Curated by: Luigi Canali De Rossi

Friday, November 7, 2008

Video Metadata Key Strategic Importance For Online Video Publishers - Part 2

Sponsored Links

Video metadata can break or make your online video success opportunities. By understanding what video metadata is and how it needs to be used, you can significantly affect the way your video content is managed, distributed and found online.

Photo credit: badboo

But should metadata be authored by people, as is most of the video production process, or should it be automated? What are the costs involved in doing this?

Here is the second part of this report (Part 1)

Intro by Daniele Bazzano


The Currency Of Internet Video - Part 2

The Science - and Art - of Metadata Creation


Given the importance of metadata to Internet video, thoughtful consideration needs to be given to what constitutes good metadata.

While enabling video search and interactivity required for quality Internet experiences, metadata is needed not only to maintain the original intent of the video, but also enhance the experience in ways not possible with traditional video distribution.

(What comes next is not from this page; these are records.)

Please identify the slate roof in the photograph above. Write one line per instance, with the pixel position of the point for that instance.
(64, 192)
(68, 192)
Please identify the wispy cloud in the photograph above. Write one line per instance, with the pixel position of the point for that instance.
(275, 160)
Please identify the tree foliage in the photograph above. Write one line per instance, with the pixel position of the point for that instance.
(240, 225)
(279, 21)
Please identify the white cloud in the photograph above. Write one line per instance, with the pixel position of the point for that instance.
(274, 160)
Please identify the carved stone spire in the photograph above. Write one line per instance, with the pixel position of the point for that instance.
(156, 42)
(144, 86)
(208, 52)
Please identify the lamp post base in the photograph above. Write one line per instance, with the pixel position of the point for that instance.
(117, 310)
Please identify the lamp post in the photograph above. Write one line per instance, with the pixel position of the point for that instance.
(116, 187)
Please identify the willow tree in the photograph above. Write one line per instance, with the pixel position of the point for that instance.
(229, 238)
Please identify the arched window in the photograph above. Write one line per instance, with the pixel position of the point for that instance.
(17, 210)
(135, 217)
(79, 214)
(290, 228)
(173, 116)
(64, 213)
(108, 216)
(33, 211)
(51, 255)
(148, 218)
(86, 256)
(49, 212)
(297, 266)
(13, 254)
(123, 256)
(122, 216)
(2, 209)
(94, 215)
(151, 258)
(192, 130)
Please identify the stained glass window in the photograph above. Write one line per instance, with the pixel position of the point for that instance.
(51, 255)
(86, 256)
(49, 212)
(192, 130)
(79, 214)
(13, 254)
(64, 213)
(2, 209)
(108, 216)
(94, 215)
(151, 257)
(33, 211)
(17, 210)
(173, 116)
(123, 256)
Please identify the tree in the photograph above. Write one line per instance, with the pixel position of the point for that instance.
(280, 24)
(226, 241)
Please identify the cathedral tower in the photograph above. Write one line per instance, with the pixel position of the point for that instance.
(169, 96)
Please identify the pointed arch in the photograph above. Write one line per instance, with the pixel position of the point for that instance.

Beyond that, metadata can enhance the Internet video experience in ways yet to be conceived.

Metadata authoring is a topic unto itself and the subject of many technical papers and industry initiatives, which are beyond the scope of this paper.

In order to convey the essence of what constitutes good metadata, we'll rely on a simple illustrative example that addresses a common consideration in authoring metadata - should metadata be authored by people, as is most of the video production process, or should it be automated.

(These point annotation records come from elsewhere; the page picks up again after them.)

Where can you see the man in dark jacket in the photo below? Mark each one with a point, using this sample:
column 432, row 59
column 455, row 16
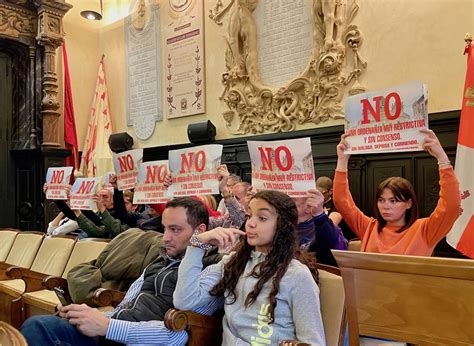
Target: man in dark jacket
column 138, row 318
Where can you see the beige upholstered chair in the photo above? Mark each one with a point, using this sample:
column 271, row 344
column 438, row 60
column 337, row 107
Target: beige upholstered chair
column 7, row 237
column 331, row 298
column 354, row 244
column 9, row 336
column 22, row 252
column 414, row 299
column 51, row 259
column 44, row 301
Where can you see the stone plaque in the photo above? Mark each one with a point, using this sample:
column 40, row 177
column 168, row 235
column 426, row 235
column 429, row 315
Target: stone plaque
column 143, row 60
column 284, row 39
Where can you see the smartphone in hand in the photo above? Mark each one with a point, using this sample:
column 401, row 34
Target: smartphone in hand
column 63, row 298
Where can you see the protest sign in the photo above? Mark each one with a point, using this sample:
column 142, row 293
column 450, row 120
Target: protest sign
column 285, row 166
column 57, row 179
column 387, row 120
column 194, row 170
column 82, row 192
column 126, row 168
column 150, row 188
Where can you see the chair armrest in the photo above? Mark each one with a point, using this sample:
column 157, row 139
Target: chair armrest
column 202, row 329
column 107, row 297
column 51, row 281
column 292, row 343
column 33, row 280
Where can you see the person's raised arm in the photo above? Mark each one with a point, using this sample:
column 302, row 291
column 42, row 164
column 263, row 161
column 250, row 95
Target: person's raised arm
column 342, row 158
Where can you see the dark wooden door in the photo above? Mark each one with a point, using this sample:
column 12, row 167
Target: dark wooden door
column 7, row 183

Example - Manual and Automated Metadata

Figure 4

Let's consider searching for a cameo appearance by Brad Pitt in an episode of the NBC sitcom, 'Friends'. Assuming a number of Friends fans have not already spent their valuable time to do this and post it on YouTube, this requires a few things. It requires metadata for the episode in which Brad Pitt appears.

Given his celebrity, it is most likely that Brad Pitt is listed in the content description metadata that was created during production. This data was entered by someone on the production team.

Thereafter, it is possible that a user searching for this episode may watch the entire episode, and the metadata has done its job. More likely, the user may want to watch only the scenes where Brad Pitt appears in the episode. Since the final packaged video does not have the original time code the editors used to edit the video, this information is lost and must be recreated.

In order to search for Brad Pitt within the episode, advanced facial recognition software may be deployed that is trained to recognize Brad Pitt. Assuming it can do the job, it will identify the first frame and subsequent frames that Brad Pitt appears in. Scene change detection software may then be deployed to detect a scene change before the first Brad Pitt frame and mark that as the start of the clip. It may detect the next scene change to mark the end of the clip.

Theoretically, this seems to do the job - provided the technologies work reliably. The most well developed of such technologies - speech to text - works less than 100% reliably (generally considered to be 95% in the best case, but reportedly at 50% on broader scale), so the first concern would be whether the technology worked in identifying Brad Pitt. Since he is a well known face, let's assume the system can be trained rigorously in this exemplary case, but it's still a less than perfect chance. Moreover, training systems to perform voice, face and object recognition is time consuming, requiring tremendous upfront investment of time and resources.

The second concern is whether the resulting clip or clips were watchable from a cinematic experience

  1. Are the scene changes correct, in addition to accurate?
  2. Did the scene boundaries interrupt key dialog?
  3. Do we know the context within which Brad Pitt is introduced into the show?

These are just some of the considerations.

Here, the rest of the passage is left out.